Кэтрин казалась очень спокойной, и, если бы он не был так занят своими переживаниями, он мог бы даже посетовать на некоторую ее рассеянность. Простота и обыденность обстановки, со всем этими чашечками, блюдечками и свечами, по-видимому, подействовали на нее сильнее, чем можно было рассчитывать. Она попросила показать ей книги, затем стала рассматривать репродукции. Но когда он передал ей фотографию какой-то греческой статуи, она вдруг ни с того ни с сего воскликнула:
– Ой, мои устрицы! – И пояснила смущенно: – У меня была корзинка, и я ее где-то посеяла. А с нами сегодня дядюшка Дадли ужинает. Где же я ее могла оставить?

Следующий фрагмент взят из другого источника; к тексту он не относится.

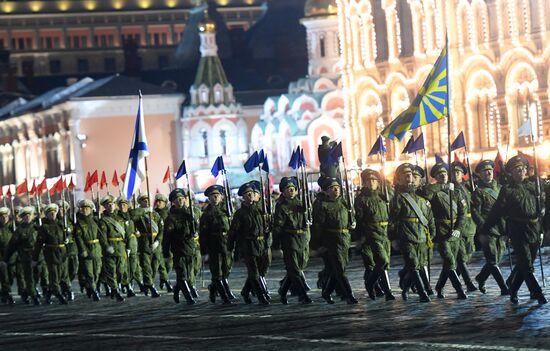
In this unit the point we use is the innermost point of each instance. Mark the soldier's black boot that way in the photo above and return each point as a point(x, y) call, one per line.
point(481, 278)
point(228, 292)
point(245, 292)
point(453, 277)
point(443, 276)
point(497, 274)
point(417, 281)
point(463, 268)
point(285, 285)
point(425, 276)
point(385, 284)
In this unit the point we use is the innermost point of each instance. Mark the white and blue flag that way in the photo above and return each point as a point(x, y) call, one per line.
point(135, 172)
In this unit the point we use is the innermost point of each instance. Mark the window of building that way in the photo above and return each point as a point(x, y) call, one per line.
point(55, 66)
point(82, 66)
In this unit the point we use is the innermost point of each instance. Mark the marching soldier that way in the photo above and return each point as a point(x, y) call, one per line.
point(493, 242)
point(290, 226)
point(214, 226)
point(5, 236)
point(448, 234)
point(330, 233)
point(52, 238)
point(247, 231)
point(114, 257)
point(467, 244)
point(517, 203)
point(413, 225)
point(90, 242)
point(165, 266)
point(150, 227)
point(182, 242)
point(372, 218)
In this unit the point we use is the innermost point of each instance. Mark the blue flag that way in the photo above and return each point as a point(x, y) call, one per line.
point(252, 162)
point(181, 171)
point(459, 142)
point(294, 159)
point(378, 147)
point(218, 166)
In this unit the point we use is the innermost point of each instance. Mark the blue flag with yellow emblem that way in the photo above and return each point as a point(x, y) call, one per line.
point(430, 105)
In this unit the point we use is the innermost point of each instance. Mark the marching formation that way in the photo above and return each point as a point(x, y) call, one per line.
point(114, 246)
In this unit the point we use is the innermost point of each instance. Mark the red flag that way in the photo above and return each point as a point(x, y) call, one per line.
point(115, 179)
point(103, 182)
point(166, 175)
point(22, 188)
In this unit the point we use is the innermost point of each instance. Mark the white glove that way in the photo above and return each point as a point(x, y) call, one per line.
point(155, 244)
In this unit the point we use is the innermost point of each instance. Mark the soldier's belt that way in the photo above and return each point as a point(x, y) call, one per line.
point(338, 231)
point(55, 246)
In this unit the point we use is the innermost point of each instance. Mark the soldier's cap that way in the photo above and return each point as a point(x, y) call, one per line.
point(419, 171)
point(485, 165)
point(328, 182)
point(174, 194)
point(26, 210)
point(86, 203)
point(370, 174)
point(287, 182)
point(107, 199)
point(459, 166)
point(404, 168)
point(439, 168)
point(517, 161)
point(246, 188)
point(214, 189)
point(51, 207)
point(161, 197)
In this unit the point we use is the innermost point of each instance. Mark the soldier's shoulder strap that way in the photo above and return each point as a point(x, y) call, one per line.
point(414, 205)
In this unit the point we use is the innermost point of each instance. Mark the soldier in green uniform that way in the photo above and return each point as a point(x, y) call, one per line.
point(181, 239)
point(247, 231)
point(467, 244)
point(448, 234)
point(331, 233)
point(517, 204)
point(372, 218)
point(412, 225)
point(90, 242)
point(493, 244)
point(23, 242)
point(133, 272)
point(149, 231)
point(165, 266)
point(115, 259)
point(213, 229)
point(6, 233)
point(290, 226)
point(52, 239)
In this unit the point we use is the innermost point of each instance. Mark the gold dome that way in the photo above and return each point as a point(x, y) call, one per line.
point(315, 8)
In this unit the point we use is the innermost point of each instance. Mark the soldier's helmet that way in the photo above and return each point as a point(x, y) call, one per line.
point(287, 182)
point(456, 165)
point(516, 161)
point(174, 194)
point(485, 165)
point(214, 189)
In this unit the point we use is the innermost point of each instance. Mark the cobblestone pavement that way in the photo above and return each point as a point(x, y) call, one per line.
point(483, 322)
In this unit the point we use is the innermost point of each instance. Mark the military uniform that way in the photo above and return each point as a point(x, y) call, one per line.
point(290, 226)
point(517, 203)
point(213, 229)
point(494, 242)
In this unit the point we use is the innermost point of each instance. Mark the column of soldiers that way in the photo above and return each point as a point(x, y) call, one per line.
point(123, 245)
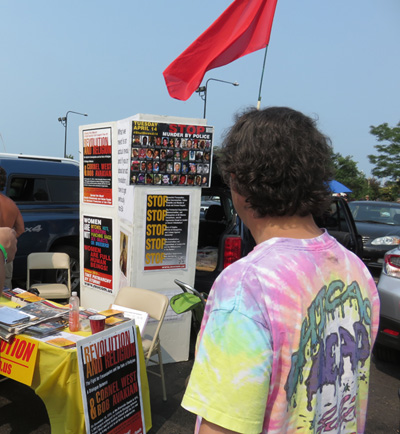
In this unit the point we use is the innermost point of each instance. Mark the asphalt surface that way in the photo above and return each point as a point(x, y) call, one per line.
point(23, 412)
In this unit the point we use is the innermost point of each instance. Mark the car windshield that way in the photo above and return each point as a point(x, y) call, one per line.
point(376, 213)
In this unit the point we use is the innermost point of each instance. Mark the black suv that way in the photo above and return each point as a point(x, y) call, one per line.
point(46, 191)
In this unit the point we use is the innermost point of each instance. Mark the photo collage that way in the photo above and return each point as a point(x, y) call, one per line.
point(162, 156)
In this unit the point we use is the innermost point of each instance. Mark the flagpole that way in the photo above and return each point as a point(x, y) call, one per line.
point(262, 76)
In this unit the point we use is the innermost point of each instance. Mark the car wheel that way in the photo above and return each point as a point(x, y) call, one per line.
point(61, 277)
point(386, 354)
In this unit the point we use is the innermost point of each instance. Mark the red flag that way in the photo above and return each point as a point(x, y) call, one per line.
point(244, 27)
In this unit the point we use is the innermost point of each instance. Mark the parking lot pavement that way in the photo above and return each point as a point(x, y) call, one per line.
point(22, 412)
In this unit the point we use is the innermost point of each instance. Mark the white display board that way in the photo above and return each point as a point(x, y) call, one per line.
point(140, 208)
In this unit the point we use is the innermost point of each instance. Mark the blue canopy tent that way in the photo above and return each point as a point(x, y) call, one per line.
point(337, 187)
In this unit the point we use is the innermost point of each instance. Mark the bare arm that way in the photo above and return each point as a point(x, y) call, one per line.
point(19, 225)
point(210, 428)
point(8, 240)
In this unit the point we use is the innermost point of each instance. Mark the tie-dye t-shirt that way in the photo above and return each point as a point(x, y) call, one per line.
point(285, 343)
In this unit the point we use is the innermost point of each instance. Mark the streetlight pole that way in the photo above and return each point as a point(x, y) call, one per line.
point(64, 121)
point(202, 91)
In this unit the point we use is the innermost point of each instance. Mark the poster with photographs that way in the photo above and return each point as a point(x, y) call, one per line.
point(170, 154)
point(97, 166)
point(167, 221)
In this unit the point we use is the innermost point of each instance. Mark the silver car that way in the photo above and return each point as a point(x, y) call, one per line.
point(388, 341)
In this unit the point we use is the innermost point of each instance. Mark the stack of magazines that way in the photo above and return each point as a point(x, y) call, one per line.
point(39, 319)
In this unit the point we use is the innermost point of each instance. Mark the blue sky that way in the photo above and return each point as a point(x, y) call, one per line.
point(338, 61)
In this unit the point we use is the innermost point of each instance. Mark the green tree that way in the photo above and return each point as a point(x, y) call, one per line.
point(346, 172)
point(387, 162)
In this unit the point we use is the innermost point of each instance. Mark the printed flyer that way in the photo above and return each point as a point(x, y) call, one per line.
point(97, 244)
point(167, 218)
point(170, 154)
point(97, 166)
point(109, 373)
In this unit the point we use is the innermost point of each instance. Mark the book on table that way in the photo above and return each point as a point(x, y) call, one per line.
point(43, 310)
point(12, 317)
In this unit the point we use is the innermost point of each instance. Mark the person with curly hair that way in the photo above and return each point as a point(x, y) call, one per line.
point(10, 217)
point(286, 338)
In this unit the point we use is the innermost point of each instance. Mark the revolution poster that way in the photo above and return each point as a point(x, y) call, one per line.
point(97, 166)
point(97, 245)
point(170, 154)
point(109, 373)
point(167, 218)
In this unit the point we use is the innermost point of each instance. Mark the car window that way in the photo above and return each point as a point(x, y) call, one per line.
point(216, 213)
point(34, 189)
point(377, 213)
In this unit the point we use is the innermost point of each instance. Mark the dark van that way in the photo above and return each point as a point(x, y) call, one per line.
point(223, 238)
point(46, 190)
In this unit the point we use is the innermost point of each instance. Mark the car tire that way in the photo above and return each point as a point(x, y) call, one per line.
point(73, 253)
point(386, 354)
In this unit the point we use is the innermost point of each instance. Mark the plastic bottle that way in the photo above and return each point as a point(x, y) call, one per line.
point(74, 312)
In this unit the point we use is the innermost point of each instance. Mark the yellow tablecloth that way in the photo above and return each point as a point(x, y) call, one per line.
point(56, 381)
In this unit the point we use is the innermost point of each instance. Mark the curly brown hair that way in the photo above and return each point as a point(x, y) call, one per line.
point(3, 178)
point(280, 161)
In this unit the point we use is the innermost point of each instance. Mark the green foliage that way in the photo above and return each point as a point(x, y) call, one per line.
point(387, 162)
point(346, 172)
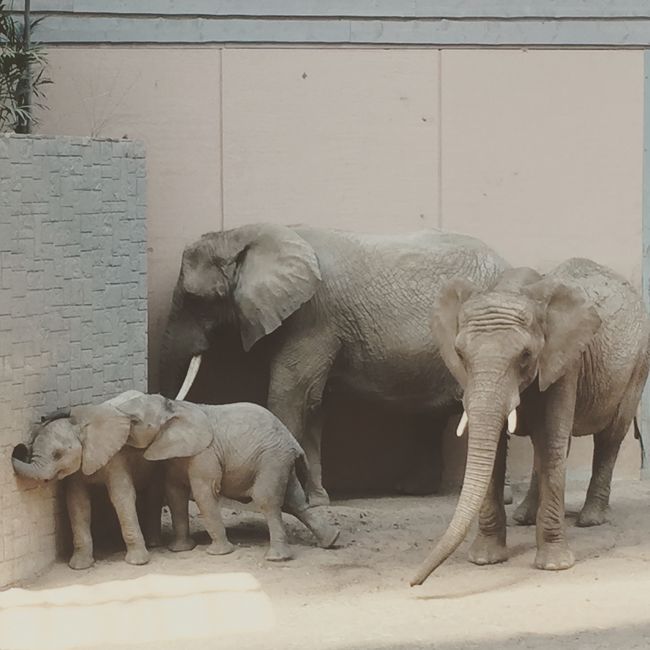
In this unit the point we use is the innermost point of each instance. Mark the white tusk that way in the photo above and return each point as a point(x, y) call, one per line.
point(462, 425)
point(512, 421)
point(192, 371)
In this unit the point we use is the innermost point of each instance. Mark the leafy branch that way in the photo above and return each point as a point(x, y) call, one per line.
point(22, 73)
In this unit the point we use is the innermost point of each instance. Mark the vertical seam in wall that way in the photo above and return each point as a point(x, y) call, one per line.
point(644, 425)
point(221, 157)
point(440, 220)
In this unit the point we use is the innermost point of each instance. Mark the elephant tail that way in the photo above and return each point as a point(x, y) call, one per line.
point(302, 469)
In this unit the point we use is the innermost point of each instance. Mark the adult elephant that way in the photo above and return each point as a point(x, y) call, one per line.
point(331, 305)
point(570, 353)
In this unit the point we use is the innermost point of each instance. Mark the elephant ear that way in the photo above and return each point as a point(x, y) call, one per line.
point(570, 322)
point(186, 433)
point(278, 272)
point(444, 324)
point(103, 431)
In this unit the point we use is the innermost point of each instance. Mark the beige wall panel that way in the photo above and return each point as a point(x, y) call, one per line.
point(542, 158)
point(343, 138)
point(170, 99)
point(542, 153)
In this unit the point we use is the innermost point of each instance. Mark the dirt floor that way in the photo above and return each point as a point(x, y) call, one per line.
point(357, 596)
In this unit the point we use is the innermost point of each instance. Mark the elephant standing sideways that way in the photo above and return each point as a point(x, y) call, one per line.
point(240, 451)
point(335, 305)
point(570, 352)
point(93, 445)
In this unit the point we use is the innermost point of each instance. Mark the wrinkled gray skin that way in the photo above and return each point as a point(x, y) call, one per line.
point(240, 451)
point(344, 307)
point(93, 447)
point(571, 351)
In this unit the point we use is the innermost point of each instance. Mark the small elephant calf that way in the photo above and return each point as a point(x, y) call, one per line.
point(240, 451)
point(94, 445)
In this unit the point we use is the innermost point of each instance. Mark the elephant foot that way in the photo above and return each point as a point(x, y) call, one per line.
point(525, 514)
point(327, 537)
point(318, 497)
point(81, 560)
point(279, 553)
point(137, 556)
point(220, 548)
point(554, 557)
point(488, 550)
point(592, 514)
point(183, 544)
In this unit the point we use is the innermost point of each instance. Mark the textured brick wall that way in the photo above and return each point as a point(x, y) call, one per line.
point(73, 306)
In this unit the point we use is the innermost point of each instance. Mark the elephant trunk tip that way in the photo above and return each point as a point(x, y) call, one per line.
point(20, 452)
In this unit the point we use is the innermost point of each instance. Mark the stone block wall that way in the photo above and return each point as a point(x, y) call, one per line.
point(73, 307)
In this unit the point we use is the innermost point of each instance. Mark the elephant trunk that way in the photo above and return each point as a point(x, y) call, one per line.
point(184, 338)
point(486, 419)
point(33, 470)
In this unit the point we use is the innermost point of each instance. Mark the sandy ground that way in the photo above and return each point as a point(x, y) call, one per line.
point(357, 596)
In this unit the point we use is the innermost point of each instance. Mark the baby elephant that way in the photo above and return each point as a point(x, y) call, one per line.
point(240, 451)
point(94, 445)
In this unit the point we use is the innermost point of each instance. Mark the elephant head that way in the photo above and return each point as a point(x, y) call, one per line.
point(168, 429)
point(497, 343)
point(252, 278)
point(84, 437)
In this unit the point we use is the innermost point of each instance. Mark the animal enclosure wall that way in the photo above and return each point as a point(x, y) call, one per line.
point(538, 152)
point(73, 307)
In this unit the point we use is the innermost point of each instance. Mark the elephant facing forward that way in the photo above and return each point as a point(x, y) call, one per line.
point(332, 306)
point(570, 354)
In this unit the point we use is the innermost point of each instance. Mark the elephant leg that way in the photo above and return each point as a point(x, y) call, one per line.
point(78, 503)
point(268, 493)
point(295, 503)
point(154, 498)
point(203, 491)
point(178, 497)
point(550, 437)
point(606, 446)
point(121, 492)
point(298, 379)
point(489, 547)
point(312, 445)
point(526, 512)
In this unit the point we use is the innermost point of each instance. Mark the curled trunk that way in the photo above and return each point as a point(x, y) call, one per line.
point(485, 426)
point(184, 338)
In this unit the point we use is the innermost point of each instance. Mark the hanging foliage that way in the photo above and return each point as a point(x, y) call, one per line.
point(22, 73)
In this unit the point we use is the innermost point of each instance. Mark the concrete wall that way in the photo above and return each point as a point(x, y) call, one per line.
point(537, 152)
point(72, 307)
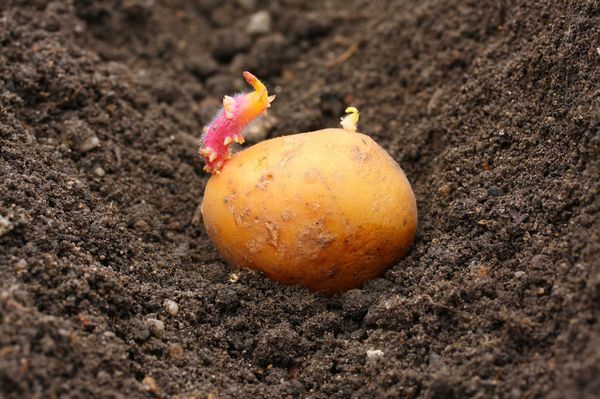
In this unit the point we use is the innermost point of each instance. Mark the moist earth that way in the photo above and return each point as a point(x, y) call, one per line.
point(110, 287)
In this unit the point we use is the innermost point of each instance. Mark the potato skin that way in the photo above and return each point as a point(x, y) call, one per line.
point(328, 210)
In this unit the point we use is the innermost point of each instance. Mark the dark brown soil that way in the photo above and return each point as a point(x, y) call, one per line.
point(491, 107)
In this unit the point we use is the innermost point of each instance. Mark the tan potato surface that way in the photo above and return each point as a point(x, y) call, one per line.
point(327, 210)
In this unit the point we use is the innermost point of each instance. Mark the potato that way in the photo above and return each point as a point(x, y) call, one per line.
point(327, 210)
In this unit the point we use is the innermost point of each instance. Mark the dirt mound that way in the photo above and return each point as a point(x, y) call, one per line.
point(109, 286)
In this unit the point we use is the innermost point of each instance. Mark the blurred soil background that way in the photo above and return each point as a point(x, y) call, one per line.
point(109, 286)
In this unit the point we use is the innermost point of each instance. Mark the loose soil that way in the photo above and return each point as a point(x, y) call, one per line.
point(491, 107)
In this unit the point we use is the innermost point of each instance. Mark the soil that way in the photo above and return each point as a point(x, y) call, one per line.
point(109, 286)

Она вскочила и заметалась по комнате. Уильям отошел к камину, бормоча под нос: «Устрицы, устрицы… корзинка с устрицами!» – и на всякий случай оглядел все углы, как будто устрицы могли притаиться на книжном шкафу или еще где. Кэтрин меж тем отодвинула штору и стала вглядываться в темноту, словно надеялась разглядеть что-то за редкой листвой платанов.
– На Стрэнде корзинка еще была у меня в руках, – вспоминала она. – Потом я присела на скамейку. А, ладно, ничего страшного, – добавила она, отходя от окна, – думаю, какая-нибудь старушка уже уплетает их за обе щеки.
– А мне казалось, ты никогда ничего не забываешь, – заметил Уильям, когда они снова уселись перед камином.
– Ну да, все так думают, но на самом деле это неверно, – отвечала Кэтрин.
– Интересно, – осторожно продолжал Уильям, – а что верно? Хотя, конечно, тебя не интересуют подобные вещи, – поспешил добавить он.
– Ты прав, не слишком интересуют, – честно ответила Кэтрин.
– Тогда предложи, о чем нам лучше поговорить.
Она бросила странный взгляд на книжные полки.
– С чего бы мы ни начали, все почему-то заканчивается одним и тем же – разговорами о поэзии, я хочу сказать. Ты хоть понимаешь, Уильям, что я даже Шекспира толком не читала? Сама не знаю, как мне удавалось скрывать это от тебя столько лет.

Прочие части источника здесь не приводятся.